Integrating Co-Clustering and Interpretable Machine Learning for the Prediction of Intravenous Immunoglobulin Resistance in Kawasaki Disease
Integrating Co-Clustering and Interpretable Machine Learning for the Prediction of Intravenous Immunoglobulin Resistance in Kawasaki Disease
Blog Article
Identifying intravenous immunoglobulin-resistant patients is essential for the prompt and optimal treatment of Kawasaki disease, suggesting the need for effective risk assessment tools.Data-driven approaches have the potential to identify the high-risk individuals by capturing the complex patterns of real-world data.To enable clinically applicable prediction of intravenous immunoglobulin resistance addressing the incompleteness of clinical data and the lack of interpretability of machine learning models, a multi-stage method is developed by integrating data missing pattern mining and intelligible models.First, co-clustering is adopted to characterize the block-wise data missing patterns by simultaneously grouping the clinical features and patients to enable Samsung RZ32M7120BC Free Standing 315 Litres A+ Upright Freezer Black (a) group-based feature selection and missing data imputation and (b) patient subgroup-specific predictive models considering the availability of data.

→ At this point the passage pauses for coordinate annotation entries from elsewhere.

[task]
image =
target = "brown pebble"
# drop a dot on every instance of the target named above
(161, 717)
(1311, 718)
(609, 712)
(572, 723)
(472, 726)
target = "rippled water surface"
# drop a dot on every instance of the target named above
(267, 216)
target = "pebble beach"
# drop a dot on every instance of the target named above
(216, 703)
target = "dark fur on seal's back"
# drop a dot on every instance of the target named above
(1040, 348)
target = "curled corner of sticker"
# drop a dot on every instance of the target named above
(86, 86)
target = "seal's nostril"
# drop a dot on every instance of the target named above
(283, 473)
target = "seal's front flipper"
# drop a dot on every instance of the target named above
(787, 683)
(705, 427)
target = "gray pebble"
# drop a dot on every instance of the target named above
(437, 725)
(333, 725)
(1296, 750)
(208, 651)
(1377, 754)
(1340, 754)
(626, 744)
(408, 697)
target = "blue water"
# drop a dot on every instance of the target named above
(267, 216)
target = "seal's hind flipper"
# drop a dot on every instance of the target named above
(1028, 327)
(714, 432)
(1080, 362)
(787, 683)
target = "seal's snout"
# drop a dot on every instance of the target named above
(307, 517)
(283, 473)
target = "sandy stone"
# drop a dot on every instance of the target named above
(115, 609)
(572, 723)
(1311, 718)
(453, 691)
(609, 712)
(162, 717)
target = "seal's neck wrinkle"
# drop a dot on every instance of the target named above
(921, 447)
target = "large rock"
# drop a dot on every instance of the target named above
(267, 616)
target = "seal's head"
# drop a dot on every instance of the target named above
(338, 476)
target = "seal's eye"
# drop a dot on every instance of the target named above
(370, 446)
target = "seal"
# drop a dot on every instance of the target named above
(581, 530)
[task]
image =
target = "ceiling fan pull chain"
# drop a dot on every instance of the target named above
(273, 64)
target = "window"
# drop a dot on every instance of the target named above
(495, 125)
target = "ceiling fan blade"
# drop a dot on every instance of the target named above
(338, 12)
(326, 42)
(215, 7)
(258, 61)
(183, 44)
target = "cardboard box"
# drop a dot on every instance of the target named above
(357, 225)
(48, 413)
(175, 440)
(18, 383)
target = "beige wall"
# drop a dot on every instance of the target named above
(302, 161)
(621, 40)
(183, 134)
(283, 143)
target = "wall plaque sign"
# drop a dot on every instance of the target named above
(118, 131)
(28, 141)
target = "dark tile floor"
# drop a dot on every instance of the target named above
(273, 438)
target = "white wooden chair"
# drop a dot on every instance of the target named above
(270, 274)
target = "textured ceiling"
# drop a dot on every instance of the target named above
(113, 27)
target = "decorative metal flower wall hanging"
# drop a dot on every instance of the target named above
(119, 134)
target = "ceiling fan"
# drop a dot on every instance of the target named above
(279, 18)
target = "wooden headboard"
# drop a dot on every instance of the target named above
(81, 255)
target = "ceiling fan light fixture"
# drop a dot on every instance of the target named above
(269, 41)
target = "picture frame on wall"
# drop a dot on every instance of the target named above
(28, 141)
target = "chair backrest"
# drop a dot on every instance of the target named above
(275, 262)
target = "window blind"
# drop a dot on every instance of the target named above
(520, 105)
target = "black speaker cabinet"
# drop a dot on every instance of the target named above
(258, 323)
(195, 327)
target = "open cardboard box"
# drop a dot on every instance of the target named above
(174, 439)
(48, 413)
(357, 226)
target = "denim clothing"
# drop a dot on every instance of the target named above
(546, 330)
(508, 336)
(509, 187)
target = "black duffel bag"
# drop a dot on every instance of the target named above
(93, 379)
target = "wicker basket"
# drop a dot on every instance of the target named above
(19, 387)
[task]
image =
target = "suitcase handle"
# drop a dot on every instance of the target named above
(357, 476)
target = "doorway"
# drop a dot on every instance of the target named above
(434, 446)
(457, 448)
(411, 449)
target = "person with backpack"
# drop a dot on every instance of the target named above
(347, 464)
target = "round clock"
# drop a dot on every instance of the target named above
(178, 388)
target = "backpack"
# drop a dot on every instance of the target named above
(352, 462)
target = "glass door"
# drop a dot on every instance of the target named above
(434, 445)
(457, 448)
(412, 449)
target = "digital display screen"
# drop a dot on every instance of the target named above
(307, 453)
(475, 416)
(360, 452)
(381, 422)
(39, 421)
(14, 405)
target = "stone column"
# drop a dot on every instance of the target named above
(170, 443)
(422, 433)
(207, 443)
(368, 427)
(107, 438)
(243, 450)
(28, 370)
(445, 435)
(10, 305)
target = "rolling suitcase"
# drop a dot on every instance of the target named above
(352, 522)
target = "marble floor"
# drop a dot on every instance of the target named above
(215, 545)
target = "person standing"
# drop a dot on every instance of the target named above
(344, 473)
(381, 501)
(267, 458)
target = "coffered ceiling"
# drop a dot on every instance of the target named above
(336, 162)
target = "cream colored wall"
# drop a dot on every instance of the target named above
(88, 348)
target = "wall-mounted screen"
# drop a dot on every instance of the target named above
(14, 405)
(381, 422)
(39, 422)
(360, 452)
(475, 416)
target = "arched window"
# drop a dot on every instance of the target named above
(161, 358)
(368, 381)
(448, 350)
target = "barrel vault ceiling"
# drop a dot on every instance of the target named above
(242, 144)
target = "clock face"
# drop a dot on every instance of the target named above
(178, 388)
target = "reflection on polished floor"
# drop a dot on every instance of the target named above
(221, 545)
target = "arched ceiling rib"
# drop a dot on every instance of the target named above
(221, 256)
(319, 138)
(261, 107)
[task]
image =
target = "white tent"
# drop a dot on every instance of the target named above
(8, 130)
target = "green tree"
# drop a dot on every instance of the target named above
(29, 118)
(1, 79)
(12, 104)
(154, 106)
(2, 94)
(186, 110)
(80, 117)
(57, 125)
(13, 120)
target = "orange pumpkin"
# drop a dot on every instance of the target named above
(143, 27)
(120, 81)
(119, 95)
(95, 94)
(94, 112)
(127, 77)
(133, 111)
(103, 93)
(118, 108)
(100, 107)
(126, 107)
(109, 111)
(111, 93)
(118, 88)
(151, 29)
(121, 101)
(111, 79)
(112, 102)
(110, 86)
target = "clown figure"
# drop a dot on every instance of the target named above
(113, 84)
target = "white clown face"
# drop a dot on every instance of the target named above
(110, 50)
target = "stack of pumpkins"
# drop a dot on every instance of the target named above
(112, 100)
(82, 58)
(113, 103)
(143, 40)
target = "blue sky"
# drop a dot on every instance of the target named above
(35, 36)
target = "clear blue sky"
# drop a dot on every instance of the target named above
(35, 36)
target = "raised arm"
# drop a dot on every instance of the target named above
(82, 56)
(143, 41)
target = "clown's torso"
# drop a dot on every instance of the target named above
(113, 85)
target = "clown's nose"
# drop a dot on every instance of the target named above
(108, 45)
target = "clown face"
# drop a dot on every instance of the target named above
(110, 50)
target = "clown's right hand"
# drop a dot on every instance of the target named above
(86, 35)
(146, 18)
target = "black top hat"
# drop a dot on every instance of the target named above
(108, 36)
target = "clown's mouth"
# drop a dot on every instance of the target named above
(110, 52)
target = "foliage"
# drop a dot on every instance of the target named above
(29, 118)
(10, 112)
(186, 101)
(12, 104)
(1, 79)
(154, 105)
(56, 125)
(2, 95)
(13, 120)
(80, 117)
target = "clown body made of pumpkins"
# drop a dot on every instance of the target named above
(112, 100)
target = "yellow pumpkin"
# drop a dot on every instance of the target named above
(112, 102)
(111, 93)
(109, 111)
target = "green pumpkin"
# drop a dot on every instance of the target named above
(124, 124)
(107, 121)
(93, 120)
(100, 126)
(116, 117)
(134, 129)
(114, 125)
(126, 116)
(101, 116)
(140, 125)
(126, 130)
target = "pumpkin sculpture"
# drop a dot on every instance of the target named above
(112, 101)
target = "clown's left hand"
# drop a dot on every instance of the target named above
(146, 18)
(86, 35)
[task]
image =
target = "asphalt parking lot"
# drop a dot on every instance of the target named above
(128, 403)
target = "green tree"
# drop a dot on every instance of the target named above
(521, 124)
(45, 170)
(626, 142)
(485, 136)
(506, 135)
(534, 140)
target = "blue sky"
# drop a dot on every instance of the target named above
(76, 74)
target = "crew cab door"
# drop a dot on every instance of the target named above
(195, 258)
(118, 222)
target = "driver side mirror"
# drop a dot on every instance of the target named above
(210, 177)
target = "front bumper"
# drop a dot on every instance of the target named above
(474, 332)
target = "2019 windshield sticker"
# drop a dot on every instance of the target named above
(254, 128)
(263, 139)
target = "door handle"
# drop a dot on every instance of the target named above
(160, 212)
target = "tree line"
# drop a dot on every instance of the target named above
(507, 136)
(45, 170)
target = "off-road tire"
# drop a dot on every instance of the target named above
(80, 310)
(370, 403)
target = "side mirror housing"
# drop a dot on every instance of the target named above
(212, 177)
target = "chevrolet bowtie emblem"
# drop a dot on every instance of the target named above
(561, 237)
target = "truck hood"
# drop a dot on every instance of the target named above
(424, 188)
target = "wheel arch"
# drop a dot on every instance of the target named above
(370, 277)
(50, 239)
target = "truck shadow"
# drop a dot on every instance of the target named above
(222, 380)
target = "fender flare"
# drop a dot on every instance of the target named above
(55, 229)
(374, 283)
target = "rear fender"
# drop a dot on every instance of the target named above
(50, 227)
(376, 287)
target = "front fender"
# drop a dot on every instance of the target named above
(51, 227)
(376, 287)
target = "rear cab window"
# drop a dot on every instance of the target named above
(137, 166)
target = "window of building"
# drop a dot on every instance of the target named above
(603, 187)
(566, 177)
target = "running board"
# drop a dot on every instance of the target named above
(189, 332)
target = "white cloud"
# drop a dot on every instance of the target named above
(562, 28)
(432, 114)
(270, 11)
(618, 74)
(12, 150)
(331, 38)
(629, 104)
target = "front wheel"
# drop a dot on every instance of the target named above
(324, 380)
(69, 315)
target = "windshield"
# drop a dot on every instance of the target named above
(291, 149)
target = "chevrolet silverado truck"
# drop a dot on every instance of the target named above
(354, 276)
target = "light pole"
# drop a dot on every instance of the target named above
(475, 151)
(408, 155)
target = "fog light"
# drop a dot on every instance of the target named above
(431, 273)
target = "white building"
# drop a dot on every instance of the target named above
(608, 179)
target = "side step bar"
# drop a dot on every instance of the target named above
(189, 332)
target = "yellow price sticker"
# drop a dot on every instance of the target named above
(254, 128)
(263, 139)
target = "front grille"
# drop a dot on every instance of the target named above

Second, feature selection is performed using the group Cake Turntables Lasso to uncover group-specific risk factors.Third, the Explainable Boosting Machine, which is an interpretable learning method based on generalized additive models, is applied for the prediction of each patient subgroup.The experiments using real-world Electronic Health Records demonstrate the superior performance of the proposed framework for predictive modeling compared with a set of benchmark methods.This study highlights the integration of co-clustering and supervised learning methods for incomplete clinical data mining, and promotes data-driven approaches to investigate predictors and effective algorithms for decision making in healthcare.